When my time was up, I felt I hadn't achieved enough. It was an unfinished job (and still is). I didn’t want to go back to Mumbai so continued working till it became my life’s purpose.

 

Tashi segregating waste at TriundHow did I become the co-founder?

My new job as Project Manager of Mountain Cleaners, post the volunteering phase didn’t last for too long as Jodie and I resigned in August 2012. We decided we wanted our work to benefit the whole country not just the mountains so we registered Waste Warriors in September 2012 supported by a well connected and highly experienced Executive Managing Committee.

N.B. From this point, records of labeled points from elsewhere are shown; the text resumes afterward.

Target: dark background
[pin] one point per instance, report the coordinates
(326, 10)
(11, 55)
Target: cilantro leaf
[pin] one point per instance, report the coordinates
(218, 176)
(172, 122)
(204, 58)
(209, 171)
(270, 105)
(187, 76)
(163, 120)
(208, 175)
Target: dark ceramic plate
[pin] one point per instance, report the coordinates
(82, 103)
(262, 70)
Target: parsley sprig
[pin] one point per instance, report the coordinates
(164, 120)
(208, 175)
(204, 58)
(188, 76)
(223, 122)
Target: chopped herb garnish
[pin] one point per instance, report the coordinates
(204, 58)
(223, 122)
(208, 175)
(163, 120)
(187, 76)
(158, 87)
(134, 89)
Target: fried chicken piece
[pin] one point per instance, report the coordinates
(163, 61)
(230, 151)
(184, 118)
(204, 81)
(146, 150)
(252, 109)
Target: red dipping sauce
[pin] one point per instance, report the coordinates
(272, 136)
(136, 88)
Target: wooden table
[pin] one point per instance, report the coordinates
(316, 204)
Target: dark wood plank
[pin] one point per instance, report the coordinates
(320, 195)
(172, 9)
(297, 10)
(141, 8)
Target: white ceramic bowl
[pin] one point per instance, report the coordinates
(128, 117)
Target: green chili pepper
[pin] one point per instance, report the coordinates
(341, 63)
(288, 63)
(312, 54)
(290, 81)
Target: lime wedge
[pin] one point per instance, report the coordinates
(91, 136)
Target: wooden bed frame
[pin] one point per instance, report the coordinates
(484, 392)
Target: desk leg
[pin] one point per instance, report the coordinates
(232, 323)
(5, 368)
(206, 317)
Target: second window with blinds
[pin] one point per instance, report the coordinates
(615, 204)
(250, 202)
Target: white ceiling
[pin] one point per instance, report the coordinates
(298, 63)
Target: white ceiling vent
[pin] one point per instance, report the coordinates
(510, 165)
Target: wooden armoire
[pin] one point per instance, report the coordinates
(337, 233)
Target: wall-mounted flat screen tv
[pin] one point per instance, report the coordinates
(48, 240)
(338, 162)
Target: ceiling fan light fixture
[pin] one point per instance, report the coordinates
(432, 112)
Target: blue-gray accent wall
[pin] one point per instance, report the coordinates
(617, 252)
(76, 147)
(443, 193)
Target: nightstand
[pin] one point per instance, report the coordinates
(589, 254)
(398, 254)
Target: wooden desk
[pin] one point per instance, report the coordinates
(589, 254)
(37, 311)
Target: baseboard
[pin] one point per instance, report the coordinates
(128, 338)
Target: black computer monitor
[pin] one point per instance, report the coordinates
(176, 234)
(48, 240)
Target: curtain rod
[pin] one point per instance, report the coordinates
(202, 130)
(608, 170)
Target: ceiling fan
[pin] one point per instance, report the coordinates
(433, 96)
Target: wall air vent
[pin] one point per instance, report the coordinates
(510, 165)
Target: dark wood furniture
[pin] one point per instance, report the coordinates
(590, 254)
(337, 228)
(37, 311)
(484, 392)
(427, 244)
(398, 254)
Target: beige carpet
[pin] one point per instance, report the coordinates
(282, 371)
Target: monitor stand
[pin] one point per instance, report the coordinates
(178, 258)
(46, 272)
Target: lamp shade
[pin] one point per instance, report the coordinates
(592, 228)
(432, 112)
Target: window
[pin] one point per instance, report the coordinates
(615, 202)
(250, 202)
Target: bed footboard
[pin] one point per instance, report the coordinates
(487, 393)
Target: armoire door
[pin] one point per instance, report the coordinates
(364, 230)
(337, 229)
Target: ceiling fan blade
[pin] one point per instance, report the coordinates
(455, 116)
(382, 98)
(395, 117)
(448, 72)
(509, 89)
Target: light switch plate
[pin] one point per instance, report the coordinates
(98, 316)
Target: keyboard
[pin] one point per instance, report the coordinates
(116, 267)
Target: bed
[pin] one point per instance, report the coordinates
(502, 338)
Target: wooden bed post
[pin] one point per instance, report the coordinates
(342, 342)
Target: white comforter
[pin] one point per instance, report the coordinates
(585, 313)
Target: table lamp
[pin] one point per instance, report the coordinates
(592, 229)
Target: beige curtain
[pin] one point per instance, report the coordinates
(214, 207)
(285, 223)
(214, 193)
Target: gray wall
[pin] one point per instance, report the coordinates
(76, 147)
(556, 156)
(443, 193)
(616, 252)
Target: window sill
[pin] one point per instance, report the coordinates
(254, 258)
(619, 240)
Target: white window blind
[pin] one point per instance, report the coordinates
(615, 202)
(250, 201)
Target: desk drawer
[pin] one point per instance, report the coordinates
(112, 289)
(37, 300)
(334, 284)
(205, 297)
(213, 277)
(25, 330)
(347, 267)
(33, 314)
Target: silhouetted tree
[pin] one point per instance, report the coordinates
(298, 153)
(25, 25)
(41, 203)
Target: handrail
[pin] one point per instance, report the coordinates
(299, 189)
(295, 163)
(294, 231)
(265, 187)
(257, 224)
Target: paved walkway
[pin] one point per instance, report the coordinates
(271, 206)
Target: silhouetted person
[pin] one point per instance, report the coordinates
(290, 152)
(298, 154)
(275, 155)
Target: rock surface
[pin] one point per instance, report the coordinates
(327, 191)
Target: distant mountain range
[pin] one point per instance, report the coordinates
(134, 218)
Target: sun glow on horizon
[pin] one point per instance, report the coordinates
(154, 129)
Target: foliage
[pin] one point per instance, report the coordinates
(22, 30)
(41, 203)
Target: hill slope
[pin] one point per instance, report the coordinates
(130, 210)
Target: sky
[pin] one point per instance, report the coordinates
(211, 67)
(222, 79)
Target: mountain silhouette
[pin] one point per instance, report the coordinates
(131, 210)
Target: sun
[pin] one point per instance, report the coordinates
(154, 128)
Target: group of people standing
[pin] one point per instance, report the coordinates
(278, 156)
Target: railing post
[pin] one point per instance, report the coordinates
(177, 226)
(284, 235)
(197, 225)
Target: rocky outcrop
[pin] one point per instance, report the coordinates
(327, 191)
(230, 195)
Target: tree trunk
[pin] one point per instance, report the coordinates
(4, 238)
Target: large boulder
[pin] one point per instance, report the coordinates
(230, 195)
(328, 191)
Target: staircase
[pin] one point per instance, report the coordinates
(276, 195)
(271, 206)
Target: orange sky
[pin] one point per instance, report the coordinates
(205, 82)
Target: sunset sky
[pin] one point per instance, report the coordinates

The beginnings of Waste Warriors were as scary and as beautiful as giving birth to a child. Every little step was a big moment, there was always so much to be done. Those were the days of no money, our waste workers were richer than us. Interns were invited for a project that was not even ready. We sold cakes on the street to get some money coming in, our scrap dealer gave us free bags to pick up waste. When you hit rock bottom, the only way is up. So that’s what happened and all our hard work paid off.

 

Life Prior to Waste Warriors?

A typical city life, but also unconventional in the sense that I was raised by a single dad, was the eldest of the two daughters, was rebellious and responsible at the same time. I took over my dad’s business at the age of 22 and was running it for three years before I ventured into waste management.

Why work with Waste?

It’s a problem that is in our face every single day, but we choose to ignore it. Waste affects every single person on this planet irrespective of who we are or where we come from. We are all interconnected by this word called “the environment”. I am happy knowing that I will spend my life serving it.

 

How is it working with the Garbage Girl?

It’s fun, crazy and you end up surprising yourself and others. It’s also tough, because you have to listen to your fellow Indians make stupid and embarrassing comments like “only a foreigner can do this”. There are many Indians doing excellent work in this field, they simply don’t get noticed as much. Let’s not be biased.

 

Tashi at the Hyderabad Marathon My prior qualifications and experience?

In the field of waste management, I had no experience or qualifications but running my own business taught me many skills, combined with plenty of life experiences. I learnt the same way as Jodie, by being in the field and getting hands-on experience.

 

Why am I leaving Waste Warriors?

Yes I am no longer the Project Manager, but Waste Warriors will always be a part of my life no matter where I go. I am greedy to learn and grow more and hence I have taken a decision to explore more in this field.I am now studying waste management and environment studies in Germany and will soon be coming back to India to put what I have learned into practice.

Most of us strive to find our true passions and just end up succumbing to the mediocrities of life. I am fortunate to do something that I completely believe in. I owe this to Waste Warriors.

The filth is in our minds not just in our surroundings. If we can’t change our attitude, how and when do you think will the system change in our country? Let’s all take that small step towards a cleaner India!